En aquellos días, yo acababa de llegar de la India, donde fui como profesora con la Fundación Vicente Ferrer. Era país de colores, de muchas sonrisas, pero donde nadie se besa, abraza o se da la mano, en cambio, saludan juntando las manos e inclinando la cabeza y diciendo «NAMASTE».
De la nada, había surgido un «bichito» poderoso, que con las gotitas de un estornudo o tos, podía contaminarnos y ponernos muy enfermos.
Durante semanas nos quedamos en casa y solo salíamos para comprar comida. Fue difícil, pero ocurrieron cosas bonitas: los papás permanecían más tiempo junto a sus hijos, y los niños aguantaron heroicamente el no poder salir. La gente fue solidaria, y sin coches el aire de las ciudades se limpió, los pájaros nos visitaron, ¡y algunos jabalíes bajaron por las calles vacías de Barcelona!

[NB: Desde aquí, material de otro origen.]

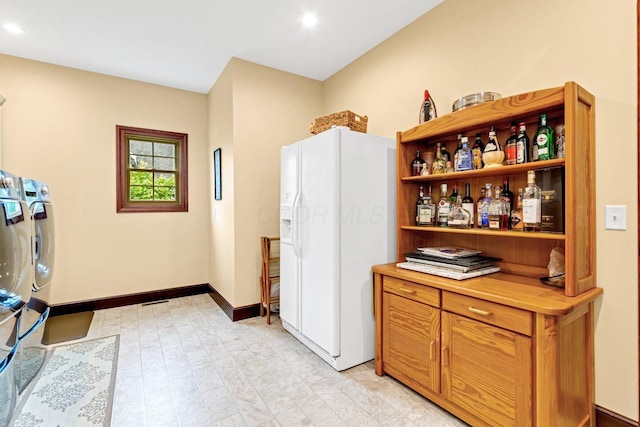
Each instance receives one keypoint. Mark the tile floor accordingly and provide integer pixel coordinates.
(184, 363)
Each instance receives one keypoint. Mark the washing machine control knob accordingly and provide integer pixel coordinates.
(7, 182)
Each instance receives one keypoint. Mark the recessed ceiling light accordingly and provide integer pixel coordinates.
(13, 28)
(309, 20)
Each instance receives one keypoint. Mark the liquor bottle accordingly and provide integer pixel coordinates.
(492, 156)
(510, 146)
(543, 141)
(531, 204)
(459, 217)
(517, 223)
(465, 156)
(559, 133)
(454, 194)
(427, 108)
(416, 164)
(522, 145)
(478, 148)
(456, 153)
(448, 168)
(481, 201)
(446, 156)
(467, 203)
(424, 214)
(484, 208)
(507, 197)
(444, 207)
(428, 201)
(498, 212)
(438, 163)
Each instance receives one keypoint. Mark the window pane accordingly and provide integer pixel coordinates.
(164, 163)
(165, 193)
(140, 178)
(140, 192)
(164, 179)
(140, 147)
(140, 162)
(164, 150)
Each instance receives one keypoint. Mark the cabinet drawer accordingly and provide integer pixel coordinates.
(412, 291)
(510, 318)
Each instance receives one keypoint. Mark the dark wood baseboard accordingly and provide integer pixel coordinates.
(233, 313)
(607, 418)
(139, 298)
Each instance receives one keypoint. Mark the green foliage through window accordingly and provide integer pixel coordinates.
(152, 170)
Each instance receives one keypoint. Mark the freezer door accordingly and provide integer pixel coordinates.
(289, 180)
(318, 247)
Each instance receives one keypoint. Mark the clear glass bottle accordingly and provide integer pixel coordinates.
(481, 201)
(497, 212)
(467, 203)
(484, 207)
(456, 153)
(506, 196)
(510, 145)
(522, 145)
(448, 168)
(444, 207)
(465, 156)
(416, 164)
(517, 223)
(493, 155)
(532, 204)
(543, 141)
(459, 217)
(438, 163)
(425, 209)
(478, 148)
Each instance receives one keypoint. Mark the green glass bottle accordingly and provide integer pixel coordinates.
(543, 141)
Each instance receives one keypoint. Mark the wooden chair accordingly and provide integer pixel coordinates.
(270, 274)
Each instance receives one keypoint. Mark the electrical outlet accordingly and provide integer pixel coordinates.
(615, 217)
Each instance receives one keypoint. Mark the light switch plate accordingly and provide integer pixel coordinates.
(615, 217)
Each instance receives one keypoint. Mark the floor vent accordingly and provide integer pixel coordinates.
(155, 302)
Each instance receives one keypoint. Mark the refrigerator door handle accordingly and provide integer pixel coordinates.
(294, 228)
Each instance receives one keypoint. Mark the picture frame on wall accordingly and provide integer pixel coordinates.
(217, 173)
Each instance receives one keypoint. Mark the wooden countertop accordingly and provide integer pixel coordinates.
(515, 291)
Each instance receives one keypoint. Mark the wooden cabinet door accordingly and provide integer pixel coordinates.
(410, 342)
(487, 371)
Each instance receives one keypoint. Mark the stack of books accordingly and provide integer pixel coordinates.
(451, 262)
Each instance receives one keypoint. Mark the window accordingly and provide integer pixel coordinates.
(151, 170)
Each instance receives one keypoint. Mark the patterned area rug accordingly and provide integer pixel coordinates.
(75, 387)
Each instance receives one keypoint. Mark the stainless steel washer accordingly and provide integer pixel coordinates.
(32, 352)
(16, 278)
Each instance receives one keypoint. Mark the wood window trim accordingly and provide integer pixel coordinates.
(123, 204)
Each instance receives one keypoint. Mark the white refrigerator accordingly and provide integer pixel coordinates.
(337, 219)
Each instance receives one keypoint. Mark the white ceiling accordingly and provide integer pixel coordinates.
(186, 44)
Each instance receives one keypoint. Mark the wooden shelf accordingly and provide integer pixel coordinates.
(483, 232)
(487, 172)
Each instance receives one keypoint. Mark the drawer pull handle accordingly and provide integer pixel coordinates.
(445, 356)
(480, 312)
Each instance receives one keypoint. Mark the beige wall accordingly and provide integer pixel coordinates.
(59, 127)
(466, 46)
(269, 109)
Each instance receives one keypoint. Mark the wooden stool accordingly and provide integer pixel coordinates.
(270, 274)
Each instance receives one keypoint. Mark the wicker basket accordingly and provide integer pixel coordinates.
(342, 118)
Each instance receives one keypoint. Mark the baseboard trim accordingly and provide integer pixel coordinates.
(139, 298)
(607, 418)
(232, 312)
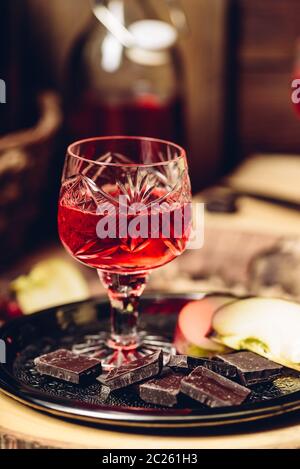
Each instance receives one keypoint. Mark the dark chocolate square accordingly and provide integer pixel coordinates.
(212, 389)
(68, 366)
(252, 368)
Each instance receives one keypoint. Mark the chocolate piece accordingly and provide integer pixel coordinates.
(212, 389)
(134, 372)
(68, 366)
(162, 390)
(252, 368)
(184, 362)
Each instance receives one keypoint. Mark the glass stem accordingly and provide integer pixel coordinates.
(124, 292)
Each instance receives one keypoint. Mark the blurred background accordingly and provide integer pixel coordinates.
(215, 76)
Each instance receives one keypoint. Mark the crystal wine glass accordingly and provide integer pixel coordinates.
(124, 209)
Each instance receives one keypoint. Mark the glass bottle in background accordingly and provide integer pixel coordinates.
(125, 74)
(16, 67)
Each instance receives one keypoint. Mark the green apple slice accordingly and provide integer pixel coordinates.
(268, 327)
(195, 324)
(50, 283)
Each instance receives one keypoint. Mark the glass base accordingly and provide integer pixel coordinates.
(111, 355)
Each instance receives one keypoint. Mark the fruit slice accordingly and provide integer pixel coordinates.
(51, 282)
(268, 327)
(195, 324)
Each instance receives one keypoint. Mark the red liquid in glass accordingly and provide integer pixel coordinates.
(78, 233)
(145, 115)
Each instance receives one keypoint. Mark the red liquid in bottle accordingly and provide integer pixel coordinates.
(145, 115)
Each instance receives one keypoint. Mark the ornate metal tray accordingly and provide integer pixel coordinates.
(63, 326)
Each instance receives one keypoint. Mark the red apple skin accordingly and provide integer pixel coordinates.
(195, 323)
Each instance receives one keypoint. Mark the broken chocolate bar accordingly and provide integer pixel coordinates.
(68, 366)
(252, 368)
(162, 390)
(212, 389)
(185, 362)
(134, 372)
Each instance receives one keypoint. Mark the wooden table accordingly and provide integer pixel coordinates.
(23, 427)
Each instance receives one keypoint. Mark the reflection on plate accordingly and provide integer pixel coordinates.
(63, 326)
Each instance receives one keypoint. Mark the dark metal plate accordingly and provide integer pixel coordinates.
(31, 336)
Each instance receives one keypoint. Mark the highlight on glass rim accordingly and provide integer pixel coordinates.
(149, 229)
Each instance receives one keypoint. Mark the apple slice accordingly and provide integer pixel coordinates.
(195, 324)
(268, 327)
(50, 283)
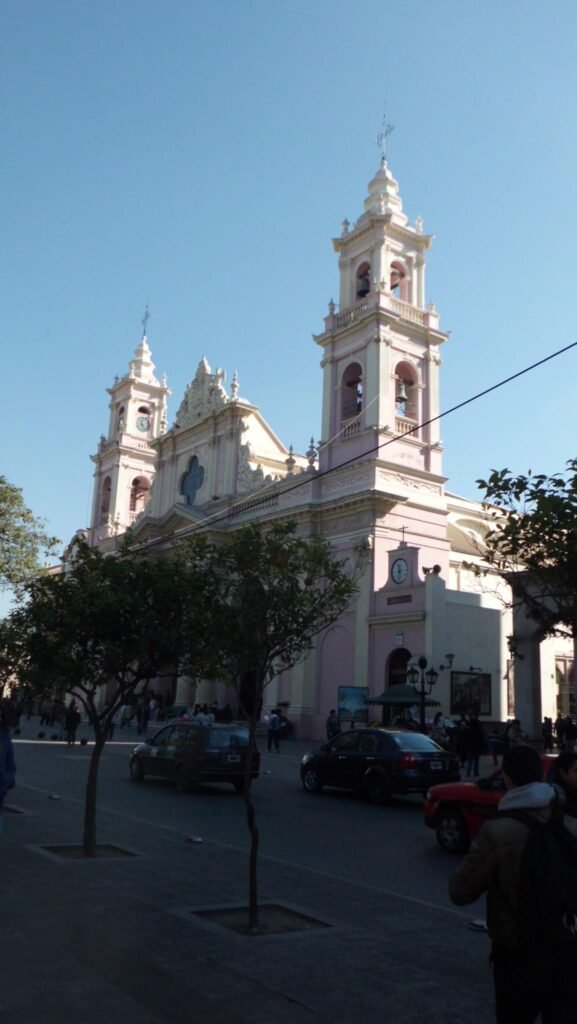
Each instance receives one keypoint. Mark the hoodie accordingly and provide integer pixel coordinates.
(492, 864)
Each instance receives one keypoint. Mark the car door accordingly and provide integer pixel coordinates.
(160, 753)
(339, 766)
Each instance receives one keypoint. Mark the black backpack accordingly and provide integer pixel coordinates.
(547, 884)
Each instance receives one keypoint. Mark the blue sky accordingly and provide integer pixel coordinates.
(200, 156)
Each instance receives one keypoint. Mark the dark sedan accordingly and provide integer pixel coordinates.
(379, 763)
(190, 753)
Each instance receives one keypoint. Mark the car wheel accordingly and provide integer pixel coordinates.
(181, 780)
(377, 788)
(311, 780)
(451, 832)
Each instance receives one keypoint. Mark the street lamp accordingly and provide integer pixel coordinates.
(425, 683)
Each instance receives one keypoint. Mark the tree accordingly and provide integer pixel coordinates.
(23, 538)
(101, 630)
(533, 543)
(272, 593)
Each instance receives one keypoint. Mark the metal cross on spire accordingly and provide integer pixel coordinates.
(383, 134)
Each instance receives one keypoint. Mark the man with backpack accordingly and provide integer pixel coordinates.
(526, 860)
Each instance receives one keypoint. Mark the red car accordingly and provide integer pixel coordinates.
(456, 810)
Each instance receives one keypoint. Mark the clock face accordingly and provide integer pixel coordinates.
(399, 570)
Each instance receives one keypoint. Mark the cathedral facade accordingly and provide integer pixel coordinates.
(373, 486)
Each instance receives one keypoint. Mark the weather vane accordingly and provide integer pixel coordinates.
(383, 134)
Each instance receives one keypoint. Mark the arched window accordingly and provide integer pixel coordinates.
(352, 392)
(106, 499)
(397, 668)
(363, 281)
(142, 419)
(192, 480)
(139, 494)
(405, 393)
(399, 283)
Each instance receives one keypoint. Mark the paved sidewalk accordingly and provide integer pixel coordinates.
(116, 940)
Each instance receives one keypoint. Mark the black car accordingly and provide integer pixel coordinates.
(190, 753)
(380, 763)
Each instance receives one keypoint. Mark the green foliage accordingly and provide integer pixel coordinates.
(533, 543)
(104, 621)
(270, 594)
(23, 538)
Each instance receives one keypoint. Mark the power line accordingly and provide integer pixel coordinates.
(252, 503)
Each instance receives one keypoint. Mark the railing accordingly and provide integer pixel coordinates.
(341, 320)
(351, 428)
(256, 505)
(403, 426)
(407, 311)
(404, 309)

Usábamos mascarillas para protegernos, y tras ellas se escondieron nuestras sonrisas, pero aun así, ¡sonreíamos!
Queríamos salir, reencontrarnos, abrazarnos… Pero cuando finalmente logramos salir, durante meses no pudimos abrazarnos. Me acordé entonces de la India, y comencé a saludar de la misma forma.
El coronavirus también llego allí y a África, y como estos países son pobres, sufrieron mucho más por la falta de comida y de hospitales.
Tardó bastante, pero poco a poco volvimos abrazarnos. Yo muchas veces, saludo con «NAMASTE».